Mit Ludovit Reis, Sonny Kittel und ­László Bénes sieht sich er im zentralen Mittelfeld einer starken Konkurrenz ausgesetzt. Darüber will sich Suhonen aber keine Gedanken machen: „Es ist nicht einfach. Ich muss jeden Tag im Training Gas geben, dann schauen wir. Natürlich habe ich Respekt vor den Jungs. Vor allem Sonny hat für den HSV schon so viele Spiele gemacht.“

„Meine Heimat Finnland steht über allem"

Große Herausforderungen schrecken das Energiebündel aber nicht ab. Als er im Frühjahr 2017 vom finnischen Drittligisten Käpylän Pallo in den HSV-Nachwuchs wechselte, war er erst 16 Jahre alt. „Als ich hier angekommen bin, konnte ich kein Deutsch und kein Englisch. Die Kultur war anders, die Menschen waren alle neu. Die ersten Monate waren schon richtig schwer für mich“, erzählt er über seine Anfangszeit in Hamburg. Beim Einleben geholfen habe ihm vor allem sein ehemaliger Mitspieler Tobias Fagerström (22/bis 2021 im HSV-Nachwuchs), mit dem er noch wöchentlich schreibt.
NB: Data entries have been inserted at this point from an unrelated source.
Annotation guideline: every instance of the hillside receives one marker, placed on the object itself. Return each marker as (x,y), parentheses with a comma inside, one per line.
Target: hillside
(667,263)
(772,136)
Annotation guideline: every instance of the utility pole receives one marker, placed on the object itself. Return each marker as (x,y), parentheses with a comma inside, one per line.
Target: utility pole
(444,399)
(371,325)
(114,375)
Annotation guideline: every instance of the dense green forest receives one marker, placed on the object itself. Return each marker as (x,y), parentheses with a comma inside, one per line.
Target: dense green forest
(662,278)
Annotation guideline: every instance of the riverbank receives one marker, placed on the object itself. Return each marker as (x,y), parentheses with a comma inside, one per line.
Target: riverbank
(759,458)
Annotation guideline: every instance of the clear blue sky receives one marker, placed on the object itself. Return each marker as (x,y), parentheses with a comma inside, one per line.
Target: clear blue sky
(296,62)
Mittlerweile ist die Stadt zu seinem „zweiten Zuhause“ geworden: „Meine Heimat Finnland steht über allem, aber dann kommt direkt Hamburg.“

Etwa dreimal pro Jahr besucht er noch seine Familie in Finnland. Manchmal aber auch häufiger, wenn Länderspiele anstehen. Für die finnische U-21-Auswahl kam Suhonen bislang zu sieben Einsätzen. Sein langfristiges Ziel ist die A-Nationalmannschaft: „Wenn ich hier viel spiele, kann das irgendwann möglich sein.“ Mit Nationaltrainer Markku Kanerva (58) hat er zumindest schon einmal gesprochen.

HSV News: Suhonen verlängerte seinen Vertrag

Kurzfristig möchte Suhonen, der seinen Vertrag im April bis Juni 2026 verlängerte, aber erst mal wieder für den HSV auf dem Platz stehen. Wenn er so wirbelt wie im Training, dürfte das nur eine Frage der Zeit sein. Und wenn nicht, wird er der Mannschaft zumindest eine Menge Energie von der Bank bringen.